On Monday, a stock rout in Japan erased $15 billion from SoftBank Group Corp. (OTCPK:SFTBY), marking the company’s most significant single-day decline since 1998.
The technology giant’s stock plummeted by 19%, the steepest drop since SoftBank listed on the Tokyo Stock Exchange in 1998. This decline extends the stock’s September quarter loss to 38%, positioning it as the largest drop since 2001.
This sharp downturn coincides with founder Masayoshi Son’s plans for a major investment push into AI and semiconductor technologies. The global market turbulence also threatens SoftBank’s Vision Fund, which holds stakes in hundreds of technology startups.
The stock turmoil wiped out $2.9 billion of Son’s wealth in one day, according to the Bloomberg Billionaires Index. Son has seen over $5 billion of his net worth disappear over the past three trading days, erasing much of his wealth gains since the beginning of the year and making him one of the most affected tycoons in Asia.
Bloomberg Intelligence analysts Marvin Lo and Chris Muckensturm noted that AI’s hype is waning as attention shifts to AI companies’ ability to generate revenue and earnings.

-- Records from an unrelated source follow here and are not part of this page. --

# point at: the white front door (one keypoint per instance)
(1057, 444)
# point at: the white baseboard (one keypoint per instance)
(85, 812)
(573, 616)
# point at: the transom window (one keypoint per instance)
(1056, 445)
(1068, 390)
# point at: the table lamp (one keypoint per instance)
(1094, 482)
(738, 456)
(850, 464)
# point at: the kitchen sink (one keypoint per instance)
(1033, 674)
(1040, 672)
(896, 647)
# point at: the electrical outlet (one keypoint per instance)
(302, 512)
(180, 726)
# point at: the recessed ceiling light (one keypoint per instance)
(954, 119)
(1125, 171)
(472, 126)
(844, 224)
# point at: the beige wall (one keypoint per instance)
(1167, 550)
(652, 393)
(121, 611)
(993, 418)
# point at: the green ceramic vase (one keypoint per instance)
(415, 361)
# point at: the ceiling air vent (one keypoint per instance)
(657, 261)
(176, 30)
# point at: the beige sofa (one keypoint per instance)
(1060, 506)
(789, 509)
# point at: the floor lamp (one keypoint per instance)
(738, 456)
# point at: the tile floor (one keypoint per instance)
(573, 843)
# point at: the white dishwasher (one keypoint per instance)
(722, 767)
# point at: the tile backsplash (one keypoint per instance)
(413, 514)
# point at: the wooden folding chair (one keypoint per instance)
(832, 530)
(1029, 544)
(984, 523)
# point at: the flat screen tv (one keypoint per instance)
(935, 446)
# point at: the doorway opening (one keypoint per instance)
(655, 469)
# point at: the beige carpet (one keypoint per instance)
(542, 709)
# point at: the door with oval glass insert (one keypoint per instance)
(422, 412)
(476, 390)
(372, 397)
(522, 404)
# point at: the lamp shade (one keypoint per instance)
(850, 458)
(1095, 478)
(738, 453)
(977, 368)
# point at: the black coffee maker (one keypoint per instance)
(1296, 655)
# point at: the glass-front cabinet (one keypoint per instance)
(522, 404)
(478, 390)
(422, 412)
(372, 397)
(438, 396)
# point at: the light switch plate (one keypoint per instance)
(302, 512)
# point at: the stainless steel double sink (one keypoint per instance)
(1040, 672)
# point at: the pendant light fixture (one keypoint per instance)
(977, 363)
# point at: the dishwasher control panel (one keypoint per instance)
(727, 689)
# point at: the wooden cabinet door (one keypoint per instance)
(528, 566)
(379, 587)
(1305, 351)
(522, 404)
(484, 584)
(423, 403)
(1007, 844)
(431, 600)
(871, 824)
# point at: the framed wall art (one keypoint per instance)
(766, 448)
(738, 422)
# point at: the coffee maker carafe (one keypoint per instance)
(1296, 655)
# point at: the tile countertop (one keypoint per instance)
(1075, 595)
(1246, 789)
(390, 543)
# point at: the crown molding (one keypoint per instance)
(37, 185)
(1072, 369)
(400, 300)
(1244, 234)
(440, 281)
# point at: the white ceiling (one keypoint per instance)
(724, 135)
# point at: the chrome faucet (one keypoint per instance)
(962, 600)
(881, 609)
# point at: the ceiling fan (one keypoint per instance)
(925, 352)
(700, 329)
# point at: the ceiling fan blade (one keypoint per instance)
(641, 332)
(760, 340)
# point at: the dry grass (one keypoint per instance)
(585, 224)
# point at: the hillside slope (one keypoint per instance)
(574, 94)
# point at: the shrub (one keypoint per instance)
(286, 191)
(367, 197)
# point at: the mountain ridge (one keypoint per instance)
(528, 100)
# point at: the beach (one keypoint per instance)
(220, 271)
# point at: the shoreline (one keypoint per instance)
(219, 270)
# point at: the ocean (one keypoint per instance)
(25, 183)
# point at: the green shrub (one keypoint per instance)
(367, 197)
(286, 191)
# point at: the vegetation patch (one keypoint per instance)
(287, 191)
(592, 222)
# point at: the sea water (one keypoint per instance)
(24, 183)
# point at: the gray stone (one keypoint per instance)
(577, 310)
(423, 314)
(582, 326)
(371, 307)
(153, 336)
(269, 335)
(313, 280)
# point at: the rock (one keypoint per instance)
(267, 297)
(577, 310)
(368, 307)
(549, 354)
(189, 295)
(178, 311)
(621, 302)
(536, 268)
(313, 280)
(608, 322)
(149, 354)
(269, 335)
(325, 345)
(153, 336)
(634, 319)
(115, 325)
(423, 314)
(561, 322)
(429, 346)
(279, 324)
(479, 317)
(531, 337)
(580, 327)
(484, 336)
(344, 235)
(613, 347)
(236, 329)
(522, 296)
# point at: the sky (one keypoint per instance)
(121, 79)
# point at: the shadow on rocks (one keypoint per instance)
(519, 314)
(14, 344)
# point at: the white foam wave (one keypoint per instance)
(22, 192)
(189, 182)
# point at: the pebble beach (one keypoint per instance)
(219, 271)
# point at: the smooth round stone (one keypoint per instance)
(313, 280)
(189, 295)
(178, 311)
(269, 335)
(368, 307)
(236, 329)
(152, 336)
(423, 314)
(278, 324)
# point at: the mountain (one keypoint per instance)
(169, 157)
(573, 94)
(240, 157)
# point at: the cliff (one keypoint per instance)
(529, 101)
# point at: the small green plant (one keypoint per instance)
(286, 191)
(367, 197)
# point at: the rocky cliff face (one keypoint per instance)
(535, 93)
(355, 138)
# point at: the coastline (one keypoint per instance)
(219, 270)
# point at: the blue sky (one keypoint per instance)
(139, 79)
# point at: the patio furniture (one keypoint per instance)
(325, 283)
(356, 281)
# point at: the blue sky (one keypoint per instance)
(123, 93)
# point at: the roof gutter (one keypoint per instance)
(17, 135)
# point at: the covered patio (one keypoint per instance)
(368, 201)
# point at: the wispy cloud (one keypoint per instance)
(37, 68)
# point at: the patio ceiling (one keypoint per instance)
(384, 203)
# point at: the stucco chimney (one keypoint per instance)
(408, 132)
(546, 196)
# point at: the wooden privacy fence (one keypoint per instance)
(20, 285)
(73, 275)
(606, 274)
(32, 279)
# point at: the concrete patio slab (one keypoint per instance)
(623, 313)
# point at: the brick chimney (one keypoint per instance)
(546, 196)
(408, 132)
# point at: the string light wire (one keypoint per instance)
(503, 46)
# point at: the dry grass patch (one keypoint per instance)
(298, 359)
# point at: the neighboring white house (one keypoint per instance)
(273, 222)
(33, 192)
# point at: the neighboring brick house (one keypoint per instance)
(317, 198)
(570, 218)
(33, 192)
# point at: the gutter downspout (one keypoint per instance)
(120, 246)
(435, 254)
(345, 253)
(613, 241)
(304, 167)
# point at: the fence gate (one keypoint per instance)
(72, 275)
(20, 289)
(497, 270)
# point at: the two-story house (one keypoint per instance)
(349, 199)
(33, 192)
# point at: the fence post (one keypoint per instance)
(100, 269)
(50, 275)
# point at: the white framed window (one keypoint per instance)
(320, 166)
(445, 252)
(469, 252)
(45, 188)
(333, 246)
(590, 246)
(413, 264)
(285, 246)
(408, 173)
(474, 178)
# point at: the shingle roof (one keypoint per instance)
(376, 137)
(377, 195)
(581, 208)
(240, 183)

While SoftBank’s AI investment strategy might help the company return to profitability, it faces significant execution risks.
On Monday, the Topix and Nikkei 225 Stock Average dropped by 12%, driven by a rise in the yen, stricter monetary policy, and a deteriorating economic forecast in the US. SoftBank is set to release its quarterly results on Wednesday, with expectations of reporting a modest profit.
Kirk Boodry, an analyst at Astris Advisory, commented that the selloff is exaggerated. He compared the current situation to the capitulation trade during the Covid market upheaval when the discount to net asset value reached nearly 70% at one point.
The discount has now widened to 57% as markets adjust for increased volatility and risk associated with SoftBank investments, according to Boodry. The day’s stock declines reflect broader concerns, including a stronger yen and geopolitical risks in the Middle East.